OBAMACARE (The Affordable Care Act) is two years old and is being called a great success. Every Republican candidate says, if they are elected, the first thing they will do is dump this medical masterpiece. BEWARE voters! This is a sample of what millions of Americans would have to contend with if there is a Republican president.
–Your annual breast exam would be done at “Hooters.”
–The only proctologist you’d be able to go to would be “Gus” from “Roto-Rooter.”
–Preventive care coverage would consist of “An Apple A Day.”
–The only expense covered 100 percent by your insurance company would be “embalming.”
–You’d have to see a schizophrenic doctor so you can get an on the spot second opinion.
–Your prescription would say “Viagra,” but you’d have to settle for a Popsicle stick and a roll of duct tape.
CBS will be holding the annual “People’s Choice” awards show.

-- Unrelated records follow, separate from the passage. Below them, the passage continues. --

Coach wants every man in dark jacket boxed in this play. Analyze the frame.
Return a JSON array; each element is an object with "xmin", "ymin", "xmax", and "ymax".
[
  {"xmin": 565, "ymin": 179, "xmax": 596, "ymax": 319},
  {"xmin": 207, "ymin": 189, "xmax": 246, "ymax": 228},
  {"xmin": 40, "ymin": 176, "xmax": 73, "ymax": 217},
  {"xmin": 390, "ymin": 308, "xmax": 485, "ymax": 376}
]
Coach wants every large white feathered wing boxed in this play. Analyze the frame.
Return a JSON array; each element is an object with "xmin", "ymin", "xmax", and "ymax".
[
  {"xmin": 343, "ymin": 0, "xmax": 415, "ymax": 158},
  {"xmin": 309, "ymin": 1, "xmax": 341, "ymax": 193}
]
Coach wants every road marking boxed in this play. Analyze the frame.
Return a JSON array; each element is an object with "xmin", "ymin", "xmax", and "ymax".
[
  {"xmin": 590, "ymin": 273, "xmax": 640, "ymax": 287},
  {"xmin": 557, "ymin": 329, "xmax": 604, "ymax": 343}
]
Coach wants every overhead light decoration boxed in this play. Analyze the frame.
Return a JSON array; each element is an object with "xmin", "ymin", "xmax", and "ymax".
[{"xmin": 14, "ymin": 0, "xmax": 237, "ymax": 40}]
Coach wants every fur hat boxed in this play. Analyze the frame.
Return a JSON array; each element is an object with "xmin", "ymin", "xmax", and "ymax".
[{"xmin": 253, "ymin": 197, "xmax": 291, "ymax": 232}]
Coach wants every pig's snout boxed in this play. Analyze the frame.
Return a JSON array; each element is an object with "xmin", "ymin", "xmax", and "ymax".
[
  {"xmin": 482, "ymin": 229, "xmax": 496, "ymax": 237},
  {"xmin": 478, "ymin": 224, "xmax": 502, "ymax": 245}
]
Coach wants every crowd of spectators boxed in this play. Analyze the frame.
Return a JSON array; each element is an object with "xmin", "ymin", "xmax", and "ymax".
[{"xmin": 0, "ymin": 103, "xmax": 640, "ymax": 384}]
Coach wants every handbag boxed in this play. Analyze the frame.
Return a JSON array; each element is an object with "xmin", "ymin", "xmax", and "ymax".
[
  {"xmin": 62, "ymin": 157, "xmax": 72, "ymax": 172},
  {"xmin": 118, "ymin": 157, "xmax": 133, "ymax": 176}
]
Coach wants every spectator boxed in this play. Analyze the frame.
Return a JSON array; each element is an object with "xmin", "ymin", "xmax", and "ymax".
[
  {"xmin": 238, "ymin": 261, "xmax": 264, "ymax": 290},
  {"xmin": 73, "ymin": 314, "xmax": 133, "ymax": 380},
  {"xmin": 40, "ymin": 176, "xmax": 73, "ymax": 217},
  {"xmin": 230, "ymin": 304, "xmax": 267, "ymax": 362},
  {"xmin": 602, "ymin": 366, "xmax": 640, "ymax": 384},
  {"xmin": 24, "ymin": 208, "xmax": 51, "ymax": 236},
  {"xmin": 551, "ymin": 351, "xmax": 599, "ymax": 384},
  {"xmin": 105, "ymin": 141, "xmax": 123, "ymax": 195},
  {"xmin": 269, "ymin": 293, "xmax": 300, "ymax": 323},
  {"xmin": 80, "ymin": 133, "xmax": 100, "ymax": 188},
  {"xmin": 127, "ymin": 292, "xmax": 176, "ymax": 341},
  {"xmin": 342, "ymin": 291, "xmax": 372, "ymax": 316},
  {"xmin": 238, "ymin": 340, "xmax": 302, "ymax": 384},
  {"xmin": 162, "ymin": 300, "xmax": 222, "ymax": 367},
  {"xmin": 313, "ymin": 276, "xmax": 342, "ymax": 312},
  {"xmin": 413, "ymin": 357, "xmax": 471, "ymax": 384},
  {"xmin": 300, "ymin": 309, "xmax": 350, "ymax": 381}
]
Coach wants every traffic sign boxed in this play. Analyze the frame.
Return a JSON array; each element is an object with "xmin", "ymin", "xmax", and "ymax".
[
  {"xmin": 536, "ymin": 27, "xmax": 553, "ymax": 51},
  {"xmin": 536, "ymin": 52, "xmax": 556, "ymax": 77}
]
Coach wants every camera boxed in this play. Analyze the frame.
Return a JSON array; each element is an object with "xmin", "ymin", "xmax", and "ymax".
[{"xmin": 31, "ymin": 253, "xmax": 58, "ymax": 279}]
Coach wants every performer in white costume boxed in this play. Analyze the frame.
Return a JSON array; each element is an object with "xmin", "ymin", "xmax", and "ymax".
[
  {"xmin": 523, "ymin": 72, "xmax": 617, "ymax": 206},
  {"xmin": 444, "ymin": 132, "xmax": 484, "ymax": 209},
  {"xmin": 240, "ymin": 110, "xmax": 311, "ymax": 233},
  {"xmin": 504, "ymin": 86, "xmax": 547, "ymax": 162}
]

It has some strange categories like “Favorite Kardashian” and “Favorite Late-night Jimmy.” The “People’s Choice” award is basically and annual reminder that we have too many awards shows.
After years of being banned, ADOLF HITLER’S “Mein Kampf” is headed back to German book stores. The new edition has a forward by DONALD TRUMP.
In it we learn why HITLER was a teetotaler. When he drank he tended to get nasty.